BERLIN (Reuters) - Germany's Angela Merkel has vowed for months to do all in her power to save the euro zone while doggedly resisting pressure from Brussels and other capitals to move toward some form of fiscal union for the 17-nation bloc.
Now the tension between these dual pledges -- one intended for her European partners and the other for an increasingly eurosceptic domestic audience -- is building to breaking point.
In a statement issued with French President Nicolas Sarkozy Sunday, Merkel appeared to go further than she has in the past in promising support for euro zone stragglers, pledging in essence that the bloc's rescue fund would actively buy up their debt on the open market once it gets new powers this autumn.
That promise in and of itself is probably not enough to spark a rebellion in her party or the German parliament, which must approve the changes to the European Financial Stability Facility (EFSF) and the blueprint for its successor, the European Stability Mechanism (ESM), in September.
But after crossing a series of self-imposed "red lines" on euro zone policy over the past year, Merkel has moved closer to the point where new pledges of euro solidarity could spark a serious domestic backlash.
Many lawmakers in Berlin would see an increase in the size of the EFSF, for example, as a step too far in the direction of the dreaded "transfer union" Merkel herself has repeatedly warned against, although to bail out a country the size of Italy would overwhelm the fund as it stands.
The issuance of common euro zone bonds -- a solution which would allow all members of the bloc to borrow at sustainable rates but a cost to Germany's borrowing rates -- is also a taboo that Merkel can't break without serious consequences for her own political standing, German analysts and lawmakers said.

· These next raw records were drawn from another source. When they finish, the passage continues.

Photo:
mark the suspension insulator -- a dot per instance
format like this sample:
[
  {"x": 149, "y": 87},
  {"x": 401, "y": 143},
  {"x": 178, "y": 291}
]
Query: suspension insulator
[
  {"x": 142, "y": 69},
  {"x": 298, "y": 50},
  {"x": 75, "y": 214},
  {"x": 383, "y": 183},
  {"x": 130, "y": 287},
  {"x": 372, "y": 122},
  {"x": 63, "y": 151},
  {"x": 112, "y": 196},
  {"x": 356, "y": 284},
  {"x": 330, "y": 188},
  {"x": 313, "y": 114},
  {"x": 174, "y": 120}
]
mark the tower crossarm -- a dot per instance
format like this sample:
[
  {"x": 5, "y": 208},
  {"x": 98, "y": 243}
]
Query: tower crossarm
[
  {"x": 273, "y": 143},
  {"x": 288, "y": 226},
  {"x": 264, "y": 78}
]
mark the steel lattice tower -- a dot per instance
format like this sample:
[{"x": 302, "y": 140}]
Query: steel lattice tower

"We've entered into a limited liability union, where countries like Germany are liable for other euro zone members but only to a limited degree. This is where Berlin wants to hold the line," Thomas Mayer, chief economist at Deutsche Bank, told Reuters.
"If you increase the EFSF substantially, you're essentially talking about a Eurobond. If they do this I would expect strong grassroots opposition in Germany. A government that went down this path would probably not make it through the next election."
Aggressive buying of Spanish and Italian debt by the European Central Bank (ECB) Monday pushed down the borrowing costs of the two countries whose fate is likely to determine the future of Europe's bold 12-year old currency experiment.
The joint statement by Merkel and Sarkozy was probably crucial to the central bank's decision to wade into the bond markets again.
The German and French leaders stopped short of promising to take bonds bought by the ECB off its hands once the EFSF is fully operational in the coming months.
But they did make clear that the enhanced fund would take over the role of bond-buyer of last resort if the central bank agreed to set aside its concerns about debt purchases temporarily and step in to stem the crisis.
Just weeks ago, Merkel's advisers were telling reporters that secondary bond market purchases by the EFSF were a line they wouldn't cross. When euro zone leaders finally agreed to this step at a summit in late July, German officials downplayed it, stressing that such purchases would only be made under exceptional circumstances and could be stopped by a Berlin veto.
Pushed into a corner following worrying turbulence on euro zone bond markets in recent weeks, Merkel has now come full circle. Her red lines began to look yellow last month. Now they seem bright green.
"At the beginning, Germany refused to do anything but in the end, it has agreed to everything because it has to," said Gustav Horn, who directs the economic policy institute of the Hans-Boeckler foundation in Duesseldorf.
"Merkel has been pushed by reality into this position. Given her initial strategy, which was not very credible, it will be more difficult to get parliamentary approval."
Despite increasingly vocal warnings from rebel lawmakers in her conservative camp, senior members of her Christian Democrats (CDU) and junior coalition partners the Free Democrats (FDP) scoff at the prospect of a Bundestag veto of the EFSF and ESM next month.
Volker Wissing, deputy leader for the FDP in parliament and head of the Bundestag's finance committee, told Reuters on Monday he expected a "clear majority" for the measures agreed by euro zone leaders at their summit last month.
Michael Meister, a senior finance expert in the CDU, also played down the risks of a veto. Even if some members of the ruling party refuse to back the euro zone's new anti-crisis powers, Merkel should be able to rely on the opposition Social Democrats (SPD) and Greens to see them through.
But clearly Merkel's domestic room for maneuver has narrowed significantly over the past weeks. If turmoil returns to the markets, or even if Spanish and Italian bond rates begin creeping up again to levels that are unsustainable over the long-term, it will be extremely hard for her to deliver new, bolder steps in the months ahead.
Senior CDU members called at the weekend for a special party conference to discuss euro zone policy in a sign that uneasiness with Merkel's course is spreading.
A poll last month showed her popularity dropping to its lowest level in nearly five years, and running neck-and-neck in a hypothetical battle for chancellor with Frank-Walter Steinmeier, the grey SPD politician she trounced in 2009.